3.2.1: Analysis of budgeted financial statements
An analysis of the NCA's financial position, as reflected in the budgeted departmental financial statements and administered schedules for 2015–16, is provided below.
Departmental comprehensive income statement
The NCA is budgeting for a break-even operating result, adjusted for depreciation and amortisation expense, in 2015–16 and the forward years.
Revenue from Government in 2015–16 remains relatively consistent from 2014–15 reflecting decisions of the Government.
Revenue from other sources principally reflects the recovery of costs for the provision of services and rental income. The cost recovery fee for works approval increased effective 1 December 2015 (last reviewed in 1992). The projections for 2015-16 show that the number of high value projects will increase resulting in an increase in other revenue.
Departmental capital budget statement
An increase in current year appropriation moved from forward year's, will be expended during the year against the development of the NCA's new website and integration works for the new works approval e-lodgement project.
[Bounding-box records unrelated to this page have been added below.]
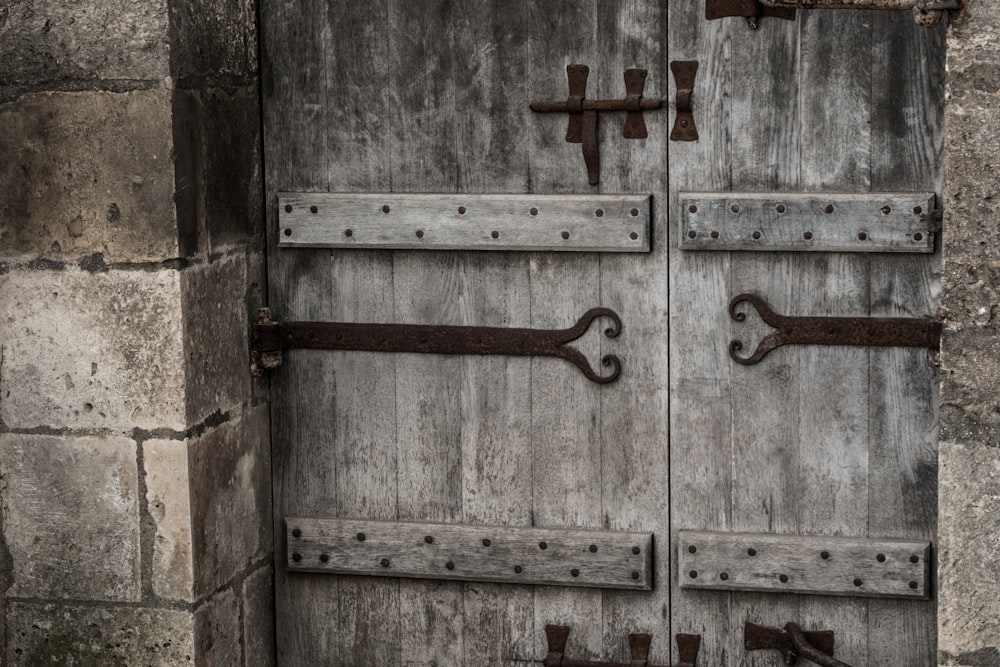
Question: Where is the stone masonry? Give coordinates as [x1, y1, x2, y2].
[0, 0, 273, 667]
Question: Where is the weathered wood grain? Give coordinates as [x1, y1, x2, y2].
[679, 192, 937, 253]
[278, 193, 650, 252]
[677, 531, 932, 599]
[285, 517, 653, 590]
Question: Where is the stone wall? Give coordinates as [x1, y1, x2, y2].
[938, 0, 1000, 667]
[0, 0, 273, 666]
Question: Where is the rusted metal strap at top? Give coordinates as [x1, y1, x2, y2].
[729, 294, 942, 366]
[254, 308, 622, 384]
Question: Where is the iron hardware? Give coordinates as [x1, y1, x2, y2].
[743, 621, 851, 667]
[530, 65, 663, 185]
[254, 308, 622, 384]
[729, 294, 942, 366]
[536, 625, 672, 667]
[670, 60, 698, 141]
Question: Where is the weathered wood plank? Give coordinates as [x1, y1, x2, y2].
[680, 192, 936, 253]
[677, 531, 931, 599]
[278, 193, 650, 252]
[285, 517, 653, 590]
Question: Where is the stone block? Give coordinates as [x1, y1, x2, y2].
[0, 269, 187, 433]
[188, 406, 271, 597]
[0, 88, 179, 263]
[0, 433, 141, 601]
[243, 564, 274, 667]
[142, 440, 194, 602]
[938, 442, 1000, 664]
[181, 255, 253, 424]
[4, 603, 193, 667]
[0, 0, 170, 85]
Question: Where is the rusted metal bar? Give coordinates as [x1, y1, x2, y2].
[254, 308, 622, 384]
[729, 294, 942, 366]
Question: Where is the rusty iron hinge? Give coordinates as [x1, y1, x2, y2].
[537, 625, 680, 667]
[529, 65, 663, 185]
[253, 308, 622, 384]
[729, 294, 942, 366]
[743, 621, 851, 667]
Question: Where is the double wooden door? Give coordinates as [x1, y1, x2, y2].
[261, 0, 943, 667]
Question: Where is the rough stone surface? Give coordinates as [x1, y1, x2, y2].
[142, 440, 194, 602]
[194, 590, 243, 667]
[0, 433, 140, 601]
[243, 565, 274, 667]
[0, 90, 178, 263]
[0, 0, 169, 85]
[188, 406, 271, 597]
[0, 269, 186, 433]
[181, 255, 252, 424]
[5, 603, 193, 667]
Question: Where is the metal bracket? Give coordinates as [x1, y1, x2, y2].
[743, 621, 851, 667]
[729, 294, 942, 366]
[536, 625, 672, 667]
[530, 65, 663, 185]
[254, 308, 622, 384]
[670, 60, 698, 141]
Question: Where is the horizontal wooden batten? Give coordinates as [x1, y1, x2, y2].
[278, 193, 651, 252]
[678, 531, 931, 599]
[679, 192, 938, 253]
[285, 517, 653, 590]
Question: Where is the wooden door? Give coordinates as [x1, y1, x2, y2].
[261, 0, 943, 667]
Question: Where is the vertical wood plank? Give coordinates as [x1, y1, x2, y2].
[668, 0, 747, 665]
[387, 0, 464, 665]
[596, 0, 673, 664]
[868, 14, 944, 665]
[528, 0, 604, 658]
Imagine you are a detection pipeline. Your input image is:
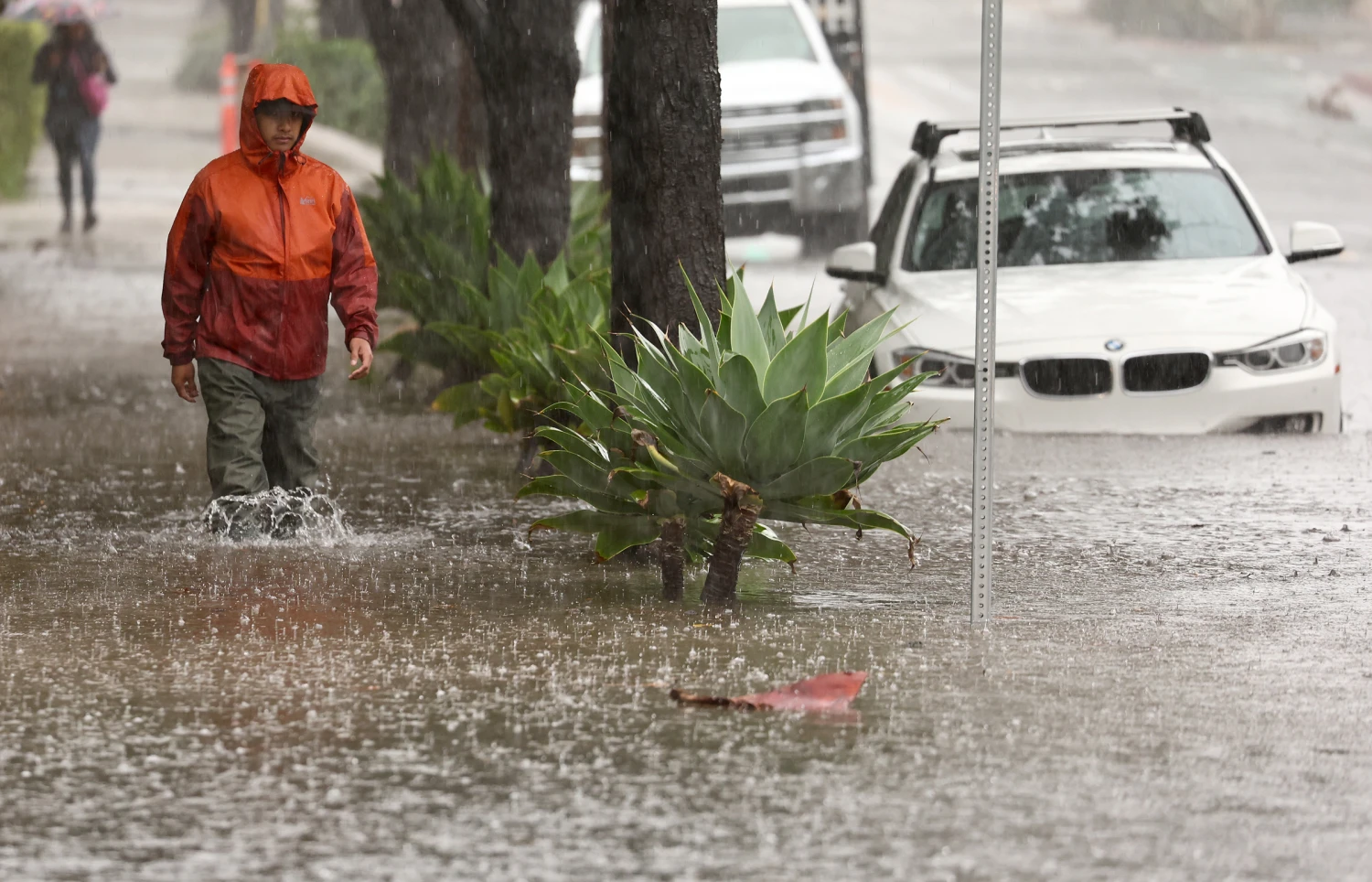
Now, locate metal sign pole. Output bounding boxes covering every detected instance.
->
[971,0,1003,626]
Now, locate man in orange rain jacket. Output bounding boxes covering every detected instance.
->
[162,64,376,512]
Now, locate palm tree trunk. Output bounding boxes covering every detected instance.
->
[700,475,763,607]
[658,517,686,601]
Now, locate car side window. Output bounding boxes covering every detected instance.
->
[872,163,916,270]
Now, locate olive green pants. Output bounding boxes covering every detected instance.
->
[198,358,321,500]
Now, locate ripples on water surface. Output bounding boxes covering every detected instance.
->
[0,379,1372,881]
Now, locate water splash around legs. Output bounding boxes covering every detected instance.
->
[200,487,350,542]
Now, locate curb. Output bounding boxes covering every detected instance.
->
[301,124,386,193]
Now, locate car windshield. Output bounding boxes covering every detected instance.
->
[582,5,815,80]
[903,168,1268,272]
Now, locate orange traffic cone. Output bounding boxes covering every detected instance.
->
[220,52,239,154]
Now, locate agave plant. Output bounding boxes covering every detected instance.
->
[519,382,796,599]
[524,275,938,604]
[359,154,609,384]
[428,253,609,472]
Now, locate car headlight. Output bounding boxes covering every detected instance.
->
[1215,330,1330,373]
[895,347,977,390]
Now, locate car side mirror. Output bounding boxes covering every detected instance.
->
[1287,220,1344,264]
[825,242,886,285]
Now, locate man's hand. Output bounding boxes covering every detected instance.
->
[348,338,372,380]
[172,362,200,404]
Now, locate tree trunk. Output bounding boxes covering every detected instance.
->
[658,517,686,601]
[444,0,581,266]
[606,0,724,341]
[700,475,763,607]
[359,0,461,184]
[457,33,490,174]
[320,0,368,39]
[474,0,581,266]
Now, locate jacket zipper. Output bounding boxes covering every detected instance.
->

Budgeted departmental balance sheet
The reduction in NCA's departmental budgeted net asset position in 2015–16 and forward years is largely due to higher depreciation expenses on capital assets than the funding received for asset replacement.
Schedule of budgeted income and expenses administered on behalf of government
Revenue from administered activities primarily includes pay parking revenue, lease revenue on diplomatic land and user charges returned to the Budget.
Reduction in revenue since budget 2015-16 is as a result of lower occupancy rate for pay parking.
Schedule of budgeted assets and liabilities administered on behalf of government
The reduction in NCA's administered net asset position in 2015–16 and forward years is largely due to higher depreciation expenses than the funding received to replace and upgrade existing assets.